Success in the contact center is all about the customer experience. Meet (or exceed!) the customer’s expectations and all is well. Once upon a time, a bank that serviced both in-branch and phone interactions well had happy customers. Rather like juggling with 2 balls, it was relatively easy. These days, to keep the customer happy a contact center must manage voice, email, web chat, video, SMS (and others) successfully. Rather like juggling with 4 balls (and a chainsaw), this can be challenging. (Chainsaw? Read on.)
Customer expectations boil down to a combination of speed and quality of response, and each has its own technological challenges. In this blog, we look at speed of response. In the next, quality. Stay tuned.
Speed of Response – Tick, Tock
Customer expectations in terms of speed of response are quite different for each media channel. For instance:
- web chat, voice, video – the customer expects an almost instant response, i.e. within seconds
- SMS (text) – not quite instant, but still prompt (say within 1 min)
- email – not instant (say within 1 hour)
So how do you maximise your chance of meeting these expectations? By automatic assignment of sessions to agents. We could call this ASD (Automatic Session Distribution – the multi-channel equivalent of ACD). For this, the system needs both presence information and centralised and unified queue management.

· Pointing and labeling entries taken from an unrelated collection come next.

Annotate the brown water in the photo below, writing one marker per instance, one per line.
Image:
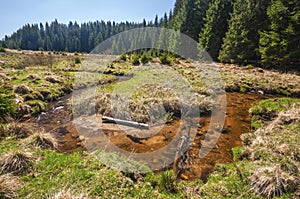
(237, 122)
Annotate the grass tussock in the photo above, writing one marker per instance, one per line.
(8, 186)
(68, 194)
(16, 162)
(41, 140)
(270, 182)
(16, 130)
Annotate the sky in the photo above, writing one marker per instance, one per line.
(17, 13)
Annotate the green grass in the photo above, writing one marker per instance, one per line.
(268, 109)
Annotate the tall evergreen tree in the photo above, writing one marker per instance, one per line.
(242, 39)
(216, 25)
(280, 44)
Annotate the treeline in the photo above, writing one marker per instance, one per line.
(258, 32)
(71, 38)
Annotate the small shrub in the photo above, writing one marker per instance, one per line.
(16, 162)
(67, 194)
(123, 57)
(164, 59)
(16, 130)
(7, 106)
(22, 89)
(135, 60)
(2, 50)
(41, 140)
(272, 181)
(168, 181)
(169, 117)
(8, 186)
(52, 79)
(145, 58)
(77, 60)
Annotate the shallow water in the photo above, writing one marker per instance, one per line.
(237, 122)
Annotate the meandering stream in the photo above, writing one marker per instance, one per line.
(58, 121)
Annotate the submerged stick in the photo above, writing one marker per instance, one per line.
(124, 122)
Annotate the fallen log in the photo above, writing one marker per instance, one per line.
(124, 122)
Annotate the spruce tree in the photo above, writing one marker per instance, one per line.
(241, 42)
(279, 46)
(216, 25)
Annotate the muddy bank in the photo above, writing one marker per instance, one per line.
(58, 121)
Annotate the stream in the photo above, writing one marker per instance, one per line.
(59, 122)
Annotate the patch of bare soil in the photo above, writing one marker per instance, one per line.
(59, 122)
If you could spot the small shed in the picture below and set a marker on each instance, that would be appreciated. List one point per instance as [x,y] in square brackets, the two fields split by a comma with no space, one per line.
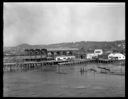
[117,56]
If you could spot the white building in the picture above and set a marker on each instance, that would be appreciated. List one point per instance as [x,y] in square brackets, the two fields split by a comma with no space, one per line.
[91,55]
[64,58]
[117,56]
[98,51]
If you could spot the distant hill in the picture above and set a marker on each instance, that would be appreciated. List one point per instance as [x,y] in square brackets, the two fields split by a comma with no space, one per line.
[86,45]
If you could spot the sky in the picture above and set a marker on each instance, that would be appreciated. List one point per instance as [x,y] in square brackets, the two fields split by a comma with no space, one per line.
[50,23]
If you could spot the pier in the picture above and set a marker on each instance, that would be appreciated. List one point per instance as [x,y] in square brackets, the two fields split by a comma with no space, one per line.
[44,65]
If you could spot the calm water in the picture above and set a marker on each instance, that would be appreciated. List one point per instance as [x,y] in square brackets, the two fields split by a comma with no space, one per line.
[69,83]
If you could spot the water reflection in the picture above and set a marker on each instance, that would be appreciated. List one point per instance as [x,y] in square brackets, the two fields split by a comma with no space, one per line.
[72,81]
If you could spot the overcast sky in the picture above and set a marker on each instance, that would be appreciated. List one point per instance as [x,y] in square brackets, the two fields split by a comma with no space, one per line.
[47,23]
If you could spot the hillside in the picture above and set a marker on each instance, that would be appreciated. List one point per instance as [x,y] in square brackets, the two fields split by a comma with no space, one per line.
[89,45]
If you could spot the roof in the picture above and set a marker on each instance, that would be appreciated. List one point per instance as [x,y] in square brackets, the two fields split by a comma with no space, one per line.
[62,49]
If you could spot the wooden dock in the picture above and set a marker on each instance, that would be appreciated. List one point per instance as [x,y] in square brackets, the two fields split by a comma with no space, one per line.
[43,65]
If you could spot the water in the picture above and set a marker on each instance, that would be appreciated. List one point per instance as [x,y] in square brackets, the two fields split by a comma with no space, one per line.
[69,83]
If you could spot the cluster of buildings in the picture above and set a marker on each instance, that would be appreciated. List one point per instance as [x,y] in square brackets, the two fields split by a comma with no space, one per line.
[61,54]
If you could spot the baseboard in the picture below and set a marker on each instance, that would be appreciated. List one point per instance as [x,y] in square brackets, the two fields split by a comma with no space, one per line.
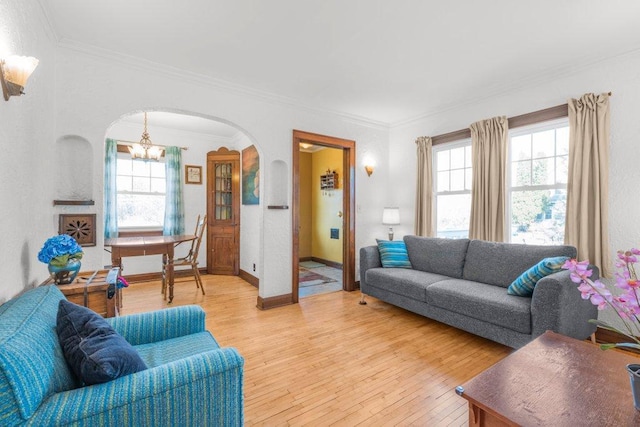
[273,302]
[147,277]
[327,262]
[249,278]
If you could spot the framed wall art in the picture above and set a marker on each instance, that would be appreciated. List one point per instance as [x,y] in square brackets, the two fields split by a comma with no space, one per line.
[192,174]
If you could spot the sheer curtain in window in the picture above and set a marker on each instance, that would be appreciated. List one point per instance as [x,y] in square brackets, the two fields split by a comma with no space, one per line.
[174,205]
[424,188]
[586,225]
[110,189]
[488,190]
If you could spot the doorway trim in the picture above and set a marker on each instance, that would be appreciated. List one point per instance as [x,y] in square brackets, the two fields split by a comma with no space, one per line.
[348,148]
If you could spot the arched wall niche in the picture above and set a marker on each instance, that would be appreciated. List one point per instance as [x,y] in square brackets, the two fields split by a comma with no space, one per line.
[74,168]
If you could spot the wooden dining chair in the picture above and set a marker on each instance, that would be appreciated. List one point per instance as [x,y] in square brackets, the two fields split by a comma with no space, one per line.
[192,257]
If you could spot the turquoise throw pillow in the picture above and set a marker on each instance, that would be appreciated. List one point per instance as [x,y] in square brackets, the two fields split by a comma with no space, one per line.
[393,254]
[524,284]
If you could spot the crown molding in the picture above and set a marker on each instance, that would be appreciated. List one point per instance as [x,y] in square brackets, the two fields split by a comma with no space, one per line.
[212,82]
[536,80]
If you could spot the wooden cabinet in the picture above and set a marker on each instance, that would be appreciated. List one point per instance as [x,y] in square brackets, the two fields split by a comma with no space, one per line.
[223,212]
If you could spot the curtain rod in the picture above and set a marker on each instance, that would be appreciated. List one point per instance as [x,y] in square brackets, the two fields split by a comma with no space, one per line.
[136,142]
[517,121]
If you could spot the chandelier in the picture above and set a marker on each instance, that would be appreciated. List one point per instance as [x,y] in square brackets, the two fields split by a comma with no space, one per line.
[145,150]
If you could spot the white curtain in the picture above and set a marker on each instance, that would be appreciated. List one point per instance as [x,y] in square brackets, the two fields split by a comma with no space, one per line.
[586,225]
[488,191]
[423,224]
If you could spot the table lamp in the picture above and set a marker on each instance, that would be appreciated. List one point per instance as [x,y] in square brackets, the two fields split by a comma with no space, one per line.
[391,216]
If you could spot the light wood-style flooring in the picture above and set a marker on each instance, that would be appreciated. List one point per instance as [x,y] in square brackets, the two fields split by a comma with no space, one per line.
[330,361]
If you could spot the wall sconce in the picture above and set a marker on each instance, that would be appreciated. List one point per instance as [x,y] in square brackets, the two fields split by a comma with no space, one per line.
[391,216]
[14,73]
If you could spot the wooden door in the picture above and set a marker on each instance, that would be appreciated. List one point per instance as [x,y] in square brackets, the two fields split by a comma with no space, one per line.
[223,212]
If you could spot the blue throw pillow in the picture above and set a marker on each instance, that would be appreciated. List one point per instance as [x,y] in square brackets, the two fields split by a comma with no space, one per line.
[393,254]
[95,352]
[524,284]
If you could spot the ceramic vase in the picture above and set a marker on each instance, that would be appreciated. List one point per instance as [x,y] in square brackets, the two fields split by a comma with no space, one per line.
[65,274]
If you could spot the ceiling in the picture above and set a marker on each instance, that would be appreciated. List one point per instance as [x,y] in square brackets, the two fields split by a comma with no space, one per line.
[383,61]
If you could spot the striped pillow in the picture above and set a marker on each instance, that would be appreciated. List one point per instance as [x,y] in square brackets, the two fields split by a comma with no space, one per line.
[524,284]
[393,254]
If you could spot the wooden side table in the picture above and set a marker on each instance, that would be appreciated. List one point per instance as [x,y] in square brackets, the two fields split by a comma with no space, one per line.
[554,381]
[94,295]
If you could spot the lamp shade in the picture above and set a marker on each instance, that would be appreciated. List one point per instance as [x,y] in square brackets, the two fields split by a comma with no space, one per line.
[17,69]
[391,216]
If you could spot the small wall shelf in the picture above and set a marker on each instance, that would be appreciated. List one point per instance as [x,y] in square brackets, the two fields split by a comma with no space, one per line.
[73,203]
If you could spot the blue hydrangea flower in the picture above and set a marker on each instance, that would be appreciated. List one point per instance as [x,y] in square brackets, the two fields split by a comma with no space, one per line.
[57,250]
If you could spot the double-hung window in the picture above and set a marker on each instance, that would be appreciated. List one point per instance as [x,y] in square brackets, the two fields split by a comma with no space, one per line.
[537,183]
[141,190]
[452,183]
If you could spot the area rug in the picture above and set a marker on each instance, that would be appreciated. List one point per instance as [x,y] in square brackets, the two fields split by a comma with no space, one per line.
[309,278]
[311,264]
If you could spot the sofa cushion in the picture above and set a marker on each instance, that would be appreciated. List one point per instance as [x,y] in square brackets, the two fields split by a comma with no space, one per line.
[28,345]
[525,283]
[393,254]
[483,302]
[95,352]
[501,263]
[409,283]
[436,255]
[162,352]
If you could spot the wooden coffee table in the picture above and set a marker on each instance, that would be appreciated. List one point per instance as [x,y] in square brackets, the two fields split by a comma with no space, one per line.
[554,381]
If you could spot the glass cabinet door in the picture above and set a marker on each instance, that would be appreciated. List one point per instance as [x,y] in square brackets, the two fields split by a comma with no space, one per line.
[223,199]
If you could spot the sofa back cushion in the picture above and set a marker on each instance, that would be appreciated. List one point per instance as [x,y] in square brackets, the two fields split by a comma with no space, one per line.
[32,366]
[436,255]
[501,263]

Presence Information – Are You Free?
In order to assign any session to an agent, the system must know if he is available to receive it. Trouble is, the answer isn’t just a simple yes or no. Each agent may have complex rules about how many of each media channel he can handle at once; for example, agent Jim, currently on a voice call, may not be available for an incoming web chat session, but agent Sarah, already dealing with two chat sessions, may be able to handle a third.
This is further complicated by skill level; not all agents who can email effectively are good at video chat, too.
Presence information is also essential for manual transfer; Jim, trying to transfer a web chat session, needs to know if Sarah can handle it, given the other sessions she is currently involved in.
Centralised Management – The Lone Juggler
In order to juggle media sessions between agents, the left hand must know what the right hand is doing. This requires a centralised and unified control center that knows the exact state of every agent and every queue at all times. Disparate systems held together with tape just won’t work.
Now, what happens if the level of activity on any queue exceeds the assigned agents’ ability to respond within the service level agreement (SLA)? Other agents should be automatically drafted in to help, and ideally they should be put back into the original queue when service levels allow.
This could also be done manually by a supervisor, who will need the presence info to determine who can go where. We will be looking at media queue blending in more detail in a future blog.
With all these facilities in place, a multi-media contact center should be able to keep all balls in the air successfully, delivering a fast response well within acceptable service levels.